I- As nulidades de sentença apenas sancionam vícios formais, de procedimento, e não patologias que eventualmente possam ocorrer no plano do mérito da causa, como este Supremo Tribunal tem reiteradamente declarado
II- Em matéria de pronúncia decisória, o tribunal deve conhecer de todas (e apenas) as questões suscitadas nas conclusões das alegações apresentadas pelo recorrente, excetuadas as que venham a ficar prejudicadas pela solução, entretanto dada a outra(s) [cfr. arts. 608.º, 663.º, n.º 2, e 679º, do CPC], questões (a resolver) que não se confundem nem compreendem o dever de responder a todos os invocados argumentos, motivos ou razões jurídicas, até porque, como é sabido, “o ... não está sujeito às alegações das partes no tocante à indagação, interpretação e aplicação das regras de direito” (art. 5.º, n.º 3, do mesmo diploma).

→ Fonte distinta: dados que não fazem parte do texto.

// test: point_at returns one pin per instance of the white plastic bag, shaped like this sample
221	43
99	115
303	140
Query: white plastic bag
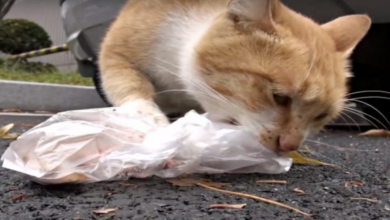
110	143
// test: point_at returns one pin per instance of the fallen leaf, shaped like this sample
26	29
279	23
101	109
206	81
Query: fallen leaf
283	182
18	197
366	199
297	190
306	149
194	182
255	197
376	133
227	206
299	159
104	211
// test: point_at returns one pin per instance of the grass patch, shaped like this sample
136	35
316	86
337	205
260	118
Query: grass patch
73	78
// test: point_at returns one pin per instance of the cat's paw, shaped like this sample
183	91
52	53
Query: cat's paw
147	108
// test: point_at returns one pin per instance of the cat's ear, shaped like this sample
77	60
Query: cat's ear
260	13
347	31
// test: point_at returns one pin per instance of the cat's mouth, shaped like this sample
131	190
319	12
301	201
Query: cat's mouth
232	121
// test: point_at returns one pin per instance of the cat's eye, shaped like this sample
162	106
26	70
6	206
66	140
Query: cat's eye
282	100
321	116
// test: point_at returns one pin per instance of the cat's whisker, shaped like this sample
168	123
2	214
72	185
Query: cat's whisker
343	114
356	112
375	109
368	91
361	114
336	147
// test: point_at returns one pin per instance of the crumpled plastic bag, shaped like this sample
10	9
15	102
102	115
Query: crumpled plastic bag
112	143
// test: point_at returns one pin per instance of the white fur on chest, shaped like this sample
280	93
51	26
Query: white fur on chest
171	62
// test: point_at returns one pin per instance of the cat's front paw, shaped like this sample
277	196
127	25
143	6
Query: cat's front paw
147	108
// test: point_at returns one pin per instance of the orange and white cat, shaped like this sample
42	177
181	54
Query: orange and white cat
254	63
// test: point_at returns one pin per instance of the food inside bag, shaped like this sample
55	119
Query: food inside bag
112	143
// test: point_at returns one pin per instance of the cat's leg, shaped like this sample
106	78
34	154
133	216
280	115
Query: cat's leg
127	87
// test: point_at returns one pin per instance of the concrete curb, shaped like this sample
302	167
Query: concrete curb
30	96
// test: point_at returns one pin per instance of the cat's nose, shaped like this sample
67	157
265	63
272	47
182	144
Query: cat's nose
289	143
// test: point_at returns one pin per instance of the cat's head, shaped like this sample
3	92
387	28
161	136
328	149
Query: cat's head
276	72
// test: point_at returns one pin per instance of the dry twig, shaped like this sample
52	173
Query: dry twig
256	198
366	199
282	182
228	206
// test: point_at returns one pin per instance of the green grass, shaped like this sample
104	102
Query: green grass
73	78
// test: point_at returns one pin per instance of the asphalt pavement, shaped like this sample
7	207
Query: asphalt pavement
363	160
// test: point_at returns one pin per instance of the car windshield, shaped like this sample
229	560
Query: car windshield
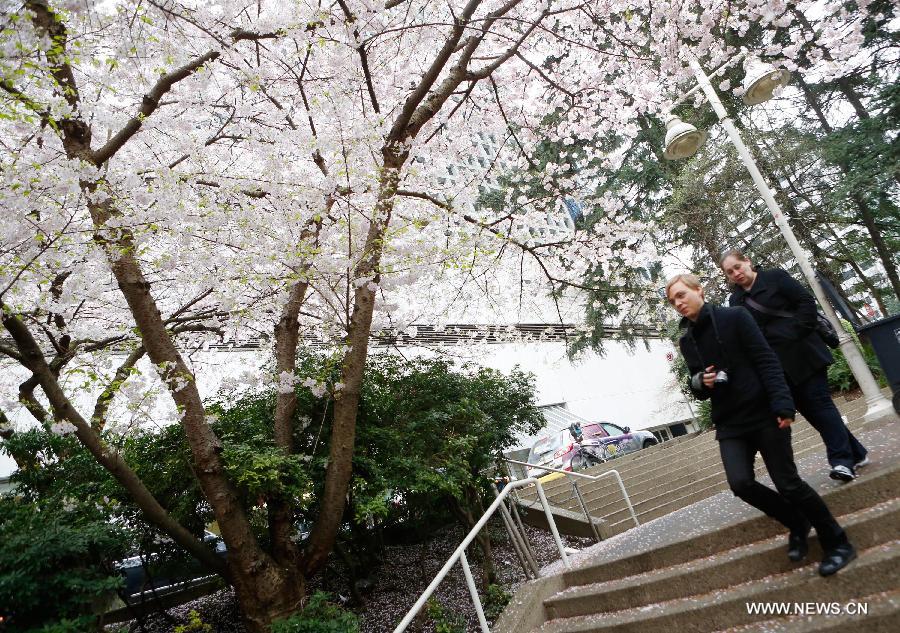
543	446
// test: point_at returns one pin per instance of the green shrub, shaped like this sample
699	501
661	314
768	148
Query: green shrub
194	625
445	620
840	378
319	616
495	601
55	565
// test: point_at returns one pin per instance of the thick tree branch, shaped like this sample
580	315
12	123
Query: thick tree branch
62	408
149	104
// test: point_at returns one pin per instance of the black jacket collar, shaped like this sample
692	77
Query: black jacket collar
702	319
759	284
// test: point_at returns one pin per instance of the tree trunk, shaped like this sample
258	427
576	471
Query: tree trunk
865	213
343	435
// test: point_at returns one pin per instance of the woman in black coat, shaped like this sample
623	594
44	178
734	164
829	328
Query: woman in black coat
732	365
802	353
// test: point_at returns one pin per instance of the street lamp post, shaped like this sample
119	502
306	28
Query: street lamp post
685	140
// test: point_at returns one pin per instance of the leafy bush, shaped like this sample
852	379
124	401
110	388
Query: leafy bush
445	620
840	378
55	564
495	601
319	616
194	625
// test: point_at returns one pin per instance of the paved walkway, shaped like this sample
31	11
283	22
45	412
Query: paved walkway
724	509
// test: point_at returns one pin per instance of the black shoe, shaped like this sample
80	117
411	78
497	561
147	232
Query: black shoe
797	544
842	473
837	559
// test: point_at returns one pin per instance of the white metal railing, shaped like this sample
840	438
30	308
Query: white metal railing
569	473
460	554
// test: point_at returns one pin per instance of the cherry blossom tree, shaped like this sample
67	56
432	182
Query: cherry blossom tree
179	173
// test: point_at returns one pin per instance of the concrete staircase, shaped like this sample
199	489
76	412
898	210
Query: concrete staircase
670	476
709	562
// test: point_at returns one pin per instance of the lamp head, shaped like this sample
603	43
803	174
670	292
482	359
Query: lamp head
761	81
682	139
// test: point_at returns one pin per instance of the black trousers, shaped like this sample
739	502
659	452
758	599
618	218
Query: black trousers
794	500
813	400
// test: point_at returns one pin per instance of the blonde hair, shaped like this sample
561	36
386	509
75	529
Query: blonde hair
688	279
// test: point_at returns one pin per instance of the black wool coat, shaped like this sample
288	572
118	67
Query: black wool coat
756	391
800	349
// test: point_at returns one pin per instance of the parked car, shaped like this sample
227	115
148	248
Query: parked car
152	573
560	450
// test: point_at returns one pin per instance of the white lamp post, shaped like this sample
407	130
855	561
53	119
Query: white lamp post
683	140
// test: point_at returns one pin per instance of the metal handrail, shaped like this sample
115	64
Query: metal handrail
460	555
569	473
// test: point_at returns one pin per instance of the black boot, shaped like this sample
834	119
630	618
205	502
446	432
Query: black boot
836	559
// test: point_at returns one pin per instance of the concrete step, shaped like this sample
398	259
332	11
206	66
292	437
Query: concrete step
878	613
879	486
686	482
642	471
668	500
875	569
866	528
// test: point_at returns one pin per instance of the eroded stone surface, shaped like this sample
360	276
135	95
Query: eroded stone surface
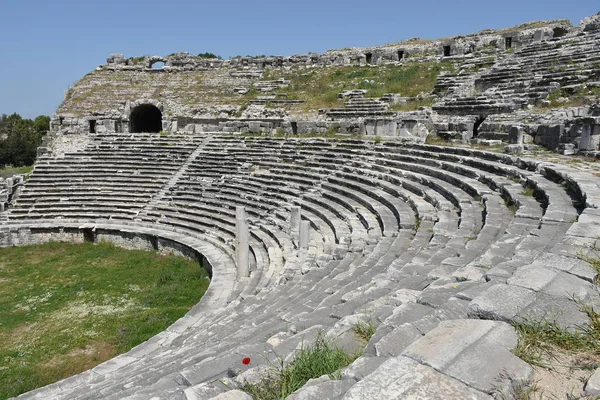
405	379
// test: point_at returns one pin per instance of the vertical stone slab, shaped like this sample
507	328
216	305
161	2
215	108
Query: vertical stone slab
304	234
295	217
590	137
515	135
242	248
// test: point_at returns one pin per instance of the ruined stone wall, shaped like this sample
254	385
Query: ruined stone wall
23	236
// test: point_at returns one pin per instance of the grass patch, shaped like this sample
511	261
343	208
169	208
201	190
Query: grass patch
542	340
319	88
512	207
9	171
593	261
583	96
65	308
529	192
322	358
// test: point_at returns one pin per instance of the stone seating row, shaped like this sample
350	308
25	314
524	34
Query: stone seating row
393	279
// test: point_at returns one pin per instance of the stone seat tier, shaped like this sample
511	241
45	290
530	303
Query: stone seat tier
320	219
415	270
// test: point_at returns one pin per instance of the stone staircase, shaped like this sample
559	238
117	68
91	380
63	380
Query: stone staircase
358	106
418	239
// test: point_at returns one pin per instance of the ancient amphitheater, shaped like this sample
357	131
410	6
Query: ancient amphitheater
442	248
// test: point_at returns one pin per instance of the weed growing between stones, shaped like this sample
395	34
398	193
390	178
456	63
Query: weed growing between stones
520	390
322	358
365	330
540	341
594	261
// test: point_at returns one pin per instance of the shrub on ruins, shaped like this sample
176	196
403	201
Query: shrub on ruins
20	138
208	55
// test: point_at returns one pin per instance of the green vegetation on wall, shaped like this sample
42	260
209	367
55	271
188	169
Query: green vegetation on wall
319	88
20	138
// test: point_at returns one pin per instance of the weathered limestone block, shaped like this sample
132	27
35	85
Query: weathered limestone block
477	353
591	23
590	137
233	395
403	378
515	135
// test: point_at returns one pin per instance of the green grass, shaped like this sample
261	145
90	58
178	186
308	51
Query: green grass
9	171
581	97
65	308
542	340
322	358
319	88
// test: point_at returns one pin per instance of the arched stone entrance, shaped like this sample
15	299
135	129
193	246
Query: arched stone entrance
145	118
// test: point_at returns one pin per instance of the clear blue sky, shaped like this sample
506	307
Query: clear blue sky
48	45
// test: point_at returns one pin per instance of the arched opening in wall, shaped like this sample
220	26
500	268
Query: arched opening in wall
477	124
145	118
559	32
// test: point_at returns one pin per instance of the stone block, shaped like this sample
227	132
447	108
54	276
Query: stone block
402	378
515	135
477	353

III- Assim, a nulidade por omissão de pronúncia [art. 615.º, n.º l, d)], sancionando a violação do estatuído no nº 2 do artigo 608.º, apenas se verifica quando o tribunal deixe de conhecer “questões temáticas centrais”, ou seja, atinentes ao thema decidendum, que é constituído pelo pedido ou pedidos, causa ou causas de pedir e exceções; e, reciprocamente, o excesso de pronúncia só se verifica quando o tribunal conheça de matéria diversa desta.
IV- A oposição entre os fundamentos e a decisão consiste numa contradição intrínseca da decisão, qual seja a de os fundamentos invocados pelo tribunal, em si mesmo considerados, conduzirem, em termos logicamente inequívocos, a uma conclusão oposta ou diferente da adotada.
V- A decisão é ambígua/obscura quando contém segmento(s) com sentido ininteligível ou ambíguo, prestando-se a leituras diversas.
Revista n.º 1097/18.2T8VNF.G1.S1
MBM/DM/JG
Acordam, em conferência, na Secção Social do Supremo Tribunal de Justiça
I.
1. O A., AA, veio arguir a nulidade do acórdão proferido no âmbito do recurso de revista, invocando excesso e omissão de pronúncia, oposição entre os fundamentos e a decisão e ambiguidade.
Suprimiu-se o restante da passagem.